Hillary Clinton -rival implacable de Obama en las primarias y ahora integrada en su equipo en una decisión que sería incomprensible para el sectarismo local- le hizo bajar a Obama de las cumbres retóricas de sus discursos de campaña recordándole que se gobierna en prosa. Y en la elección de su equipo parece haber recibido con aprovechamiento el recordatorio de la ex primera dama.

Los nombres a los que Obama confía su estreno retratan a un presidente pragmático, consciente de la prosa con la que se gobierna y cuidadoso a la hora de asegurar que los complejos engranajes de la maquinaria gubernamental sigan rodando. Su secretario de Defensa, Robert Gates, es un veterano de la administración Bush, artífice político de la estrategia que ha abierto las posibilidades de éxito a la intervención en Irak. Su secretaria de Estado, Hillary Clinton, intercambió con Obama ataques y descalificaciones políticas que no fueron superadas ni de lejos por John McCain en la campaña presidencial, pero es un poder en el seno del Partido Demócrata y un activo internacional que Obama no ha querido ignorar.

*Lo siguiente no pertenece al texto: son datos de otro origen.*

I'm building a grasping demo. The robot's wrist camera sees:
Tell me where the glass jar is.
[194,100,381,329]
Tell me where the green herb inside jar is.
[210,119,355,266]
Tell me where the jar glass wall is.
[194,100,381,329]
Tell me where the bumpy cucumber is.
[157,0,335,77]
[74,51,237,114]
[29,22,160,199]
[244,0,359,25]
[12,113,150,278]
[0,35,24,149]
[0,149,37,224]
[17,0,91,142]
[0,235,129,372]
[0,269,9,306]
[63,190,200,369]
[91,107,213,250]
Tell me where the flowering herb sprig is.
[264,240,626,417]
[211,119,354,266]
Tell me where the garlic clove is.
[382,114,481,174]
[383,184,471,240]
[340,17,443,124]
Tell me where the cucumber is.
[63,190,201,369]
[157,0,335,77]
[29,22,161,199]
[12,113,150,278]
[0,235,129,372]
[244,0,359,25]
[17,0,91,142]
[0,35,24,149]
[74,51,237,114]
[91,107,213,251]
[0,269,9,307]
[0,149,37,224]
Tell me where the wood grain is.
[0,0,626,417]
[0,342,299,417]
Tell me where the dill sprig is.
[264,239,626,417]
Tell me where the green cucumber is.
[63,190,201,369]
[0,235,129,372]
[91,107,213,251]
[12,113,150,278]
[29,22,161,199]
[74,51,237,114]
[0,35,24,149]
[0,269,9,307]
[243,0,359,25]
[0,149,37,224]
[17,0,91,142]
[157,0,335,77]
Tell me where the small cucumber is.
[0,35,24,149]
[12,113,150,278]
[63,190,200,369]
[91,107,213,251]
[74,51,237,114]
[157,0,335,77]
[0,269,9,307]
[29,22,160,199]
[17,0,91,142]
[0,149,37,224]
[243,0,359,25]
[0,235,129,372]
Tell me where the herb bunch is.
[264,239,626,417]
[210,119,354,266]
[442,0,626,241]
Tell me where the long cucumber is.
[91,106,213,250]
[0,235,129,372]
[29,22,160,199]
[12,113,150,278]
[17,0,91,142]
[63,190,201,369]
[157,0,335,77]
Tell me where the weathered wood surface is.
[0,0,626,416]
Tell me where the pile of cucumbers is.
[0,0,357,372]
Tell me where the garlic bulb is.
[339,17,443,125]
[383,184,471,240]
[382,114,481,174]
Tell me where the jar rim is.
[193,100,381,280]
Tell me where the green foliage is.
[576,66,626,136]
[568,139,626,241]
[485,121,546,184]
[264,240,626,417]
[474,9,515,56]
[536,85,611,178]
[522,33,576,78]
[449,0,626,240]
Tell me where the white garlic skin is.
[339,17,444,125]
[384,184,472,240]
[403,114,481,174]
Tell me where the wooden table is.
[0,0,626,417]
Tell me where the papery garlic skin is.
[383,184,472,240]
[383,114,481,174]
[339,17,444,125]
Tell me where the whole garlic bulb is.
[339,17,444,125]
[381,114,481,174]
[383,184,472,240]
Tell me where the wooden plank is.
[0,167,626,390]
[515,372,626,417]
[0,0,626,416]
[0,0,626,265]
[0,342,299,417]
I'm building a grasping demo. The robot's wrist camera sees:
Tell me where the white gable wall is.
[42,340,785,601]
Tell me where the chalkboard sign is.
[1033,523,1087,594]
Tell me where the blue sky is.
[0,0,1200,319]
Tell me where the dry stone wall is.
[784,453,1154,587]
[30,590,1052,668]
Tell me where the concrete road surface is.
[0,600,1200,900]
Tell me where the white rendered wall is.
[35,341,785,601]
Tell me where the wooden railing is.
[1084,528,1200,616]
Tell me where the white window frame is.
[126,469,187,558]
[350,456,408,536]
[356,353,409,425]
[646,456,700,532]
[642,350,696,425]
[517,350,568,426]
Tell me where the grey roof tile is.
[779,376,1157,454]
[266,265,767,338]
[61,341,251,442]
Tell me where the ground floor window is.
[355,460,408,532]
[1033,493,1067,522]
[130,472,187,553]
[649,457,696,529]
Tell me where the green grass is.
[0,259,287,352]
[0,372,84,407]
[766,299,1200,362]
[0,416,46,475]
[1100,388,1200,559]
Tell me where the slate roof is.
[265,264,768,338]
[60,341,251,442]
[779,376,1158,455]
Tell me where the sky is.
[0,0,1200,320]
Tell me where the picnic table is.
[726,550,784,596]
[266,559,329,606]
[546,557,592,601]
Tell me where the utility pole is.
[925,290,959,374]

Obama ha empezado también a comprobar la otra cara de la prosa del gobierno con la renuncia del gobernador Bill Richardson a la nominación como secretario de Comercio, implicado en una investigación judicial por presunto trato de favor a una empresa, las críticas internas que ha suscitado la designación de Leo Panetta para dirigir la CIA o el esperpéntico episodio de favoritismo y probable corrupción en la sucesión de su escaño de senador por Illinois.

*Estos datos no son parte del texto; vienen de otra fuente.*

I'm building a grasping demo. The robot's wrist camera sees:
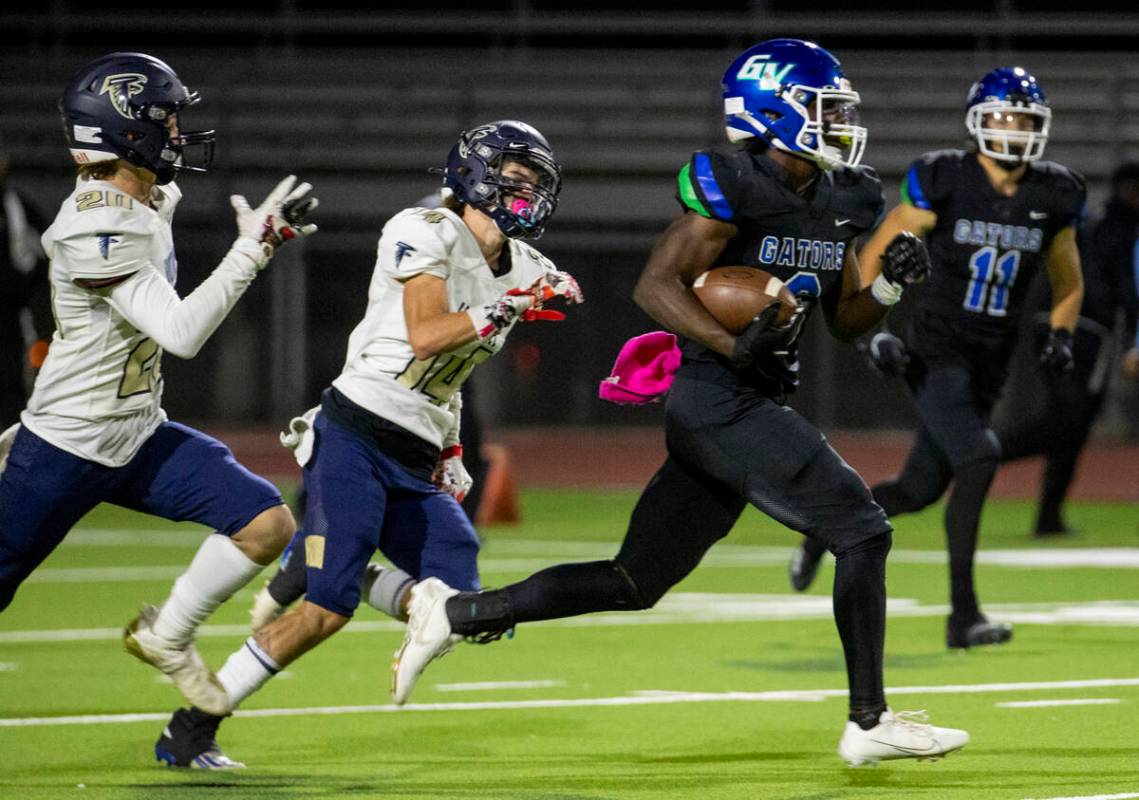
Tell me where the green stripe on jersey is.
[677,164,712,219]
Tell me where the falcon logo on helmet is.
[99,72,146,120]
[443,120,562,239]
[59,52,214,183]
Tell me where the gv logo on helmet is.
[99,72,146,120]
[736,54,795,91]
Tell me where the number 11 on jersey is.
[962,247,1021,317]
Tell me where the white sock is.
[153,533,264,645]
[218,636,280,708]
[361,563,416,622]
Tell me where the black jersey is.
[677,147,883,397]
[902,150,1085,351]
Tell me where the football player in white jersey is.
[0,52,316,738]
[155,121,582,766]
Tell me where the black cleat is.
[154,708,245,769]
[945,615,1013,650]
[787,544,822,591]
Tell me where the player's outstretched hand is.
[731,300,803,369]
[534,269,585,304]
[859,330,910,377]
[1040,328,1075,377]
[431,444,475,503]
[882,230,932,287]
[229,175,319,263]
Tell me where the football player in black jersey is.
[790,67,1084,647]
[393,39,969,765]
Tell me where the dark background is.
[0,0,1139,435]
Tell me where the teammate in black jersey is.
[792,67,1084,647]
[393,39,968,764]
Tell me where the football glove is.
[731,300,803,369]
[866,330,910,377]
[1040,328,1075,377]
[467,270,584,338]
[431,444,474,503]
[229,175,319,269]
[870,230,932,305]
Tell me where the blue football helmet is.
[965,67,1052,164]
[443,120,562,239]
[59,52,214,183]
[723,39,866,170]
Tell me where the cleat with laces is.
[123,605,233,717]
[787,544,822,591]
[838,709,969,767]
[154,709,245,769]
[945,614,1013,650]
[392,578,462,705]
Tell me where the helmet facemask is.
[965,98,1052,165]
[776,80,867,170]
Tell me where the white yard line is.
[0,591,1139,644]
[0,678,1139,729]
[995,697,1123,709]
[435,680,566,692]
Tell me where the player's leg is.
[915,364,1013,647]
[787,426,953,591]
[155,417,386,767]
[112,423,295,713]
[747,436,969,766]
[393,457,744,703]
[0,427,111,612]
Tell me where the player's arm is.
[403,272,478,360]
[858,203,937,286]
[1046,226,1083,333]
[633,213,738,358]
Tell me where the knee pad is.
[613,558,673,611]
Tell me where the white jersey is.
[333,209,555,447]
[21,180,181,466]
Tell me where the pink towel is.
[598,330,680,406]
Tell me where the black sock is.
[945,458,997,625]
[269,540,309,605]
[834,532,891,728]
[446,561,640,636]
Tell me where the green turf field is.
[0,491,1139,800]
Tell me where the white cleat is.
[123,605,233,717]
[249,581,286,634]
[838,709,969,767]
[392,578,462,705]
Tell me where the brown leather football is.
[693,267,796,334]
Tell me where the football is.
[693,267,796,334]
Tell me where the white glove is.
[431,444,475,503]
[229,175,319,269]
[280,406,320,467]
[536,269,585,304]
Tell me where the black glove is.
[866,330,910,377]
[1040,328,1075,377]
[731,300,801,369]
[882,230,931,286]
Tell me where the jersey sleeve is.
[49,209,153,280]
[902,153,953,213]
[677,150,741,223]
[378,209,456,281]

El llamativo silencio del presidente electo sobre la crisis en Gaza abunda en la idea de un Obama atado a la prudencia. Si es prudencia y no desconcierto lo que le ha movido a Obama, hace bien en medir sus palabras.

Contamos con suficiente perspectiva histórica para recordar la presidencia de Clinton dominada por la euforia de la victoria sobre el comunismo y el comienzo firme de un largo ciclo de crecimiento económico en el que Estados Unidos aparecía como la hiperpotencia no desafiada. El mandato de Bush, prácticamente iniciado con los ataques terroristas de Nueva York y Washington, ha marcado la emergencia de una nueva amenaza global y ha mostrado las limitaciones del poderío americano imprescindible, todavía único, pero no omnipotente.

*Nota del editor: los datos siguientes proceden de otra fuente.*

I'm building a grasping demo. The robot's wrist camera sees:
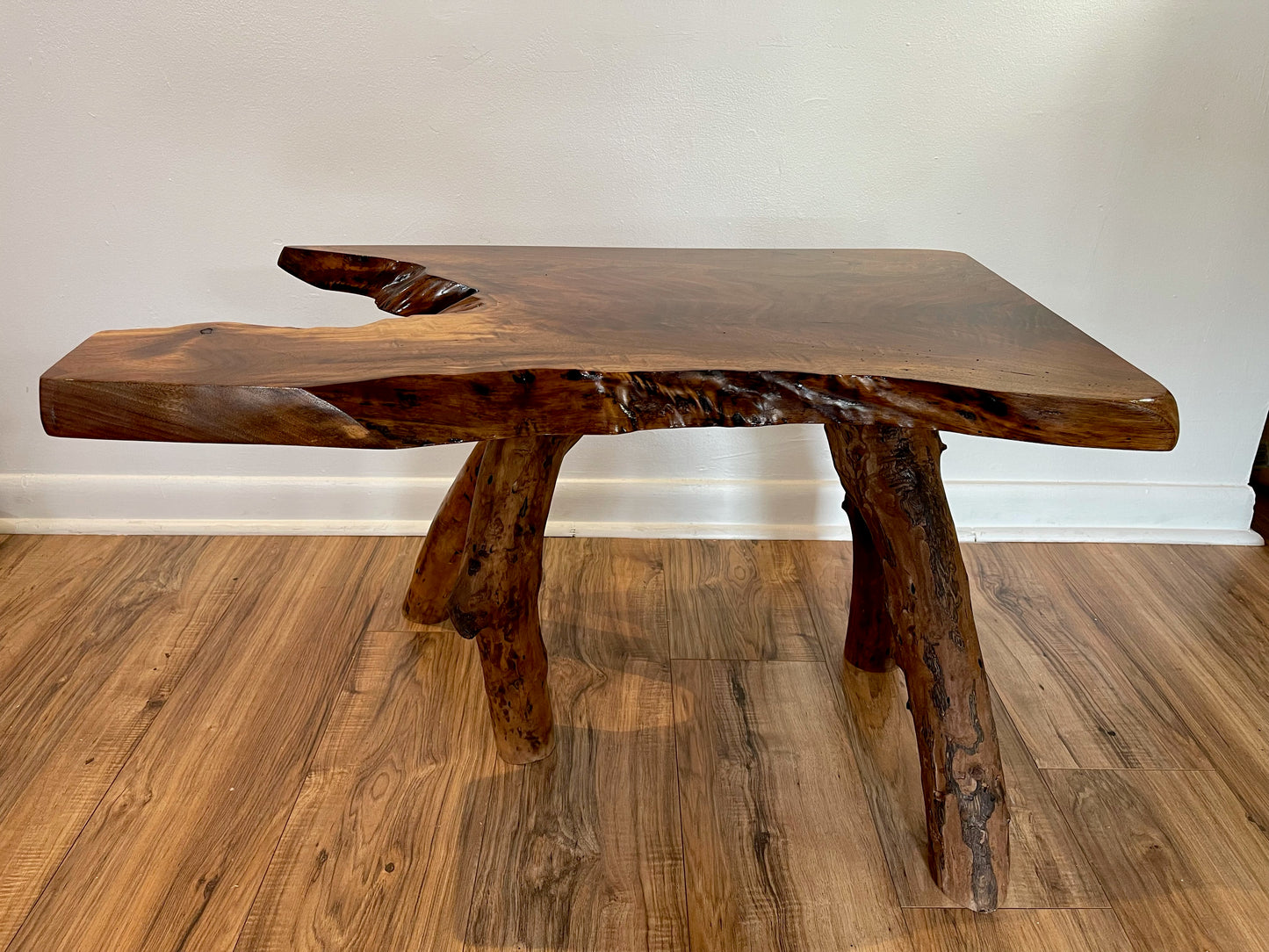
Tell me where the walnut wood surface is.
[827,427,1009,912]
[40,246,1178,450]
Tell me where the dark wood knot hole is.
[374,262,476,317]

El mundo de Obama, el que identificará su presidencia, está por definir. El escenario ideal es aquel que algunos dibujan con la rehabilitación de la imagen de los Estados Unidos, la eficacia del soft power, la redefinición del papel del Estado sin intervencionismo, la equilibrada gestión de la evolución multipolar del mundo, la acreditación del diálogo con los enemigos, y el realismo sin dilemas morales en la política exterior norteamericana. Pero se trata de eso, de un escenario ideal que tendrá que ser contrastado con un mundo que, como explica Robert Kagan, después de soñar con el fin de la historia se ve de vuelta en ella; un mundo «precariamente suspendido al borde de una nueva era de inestabilidad» que, lo reconozca, o no, seguirá reclamando de Estados Unidos su presencia y su insustituible garantía.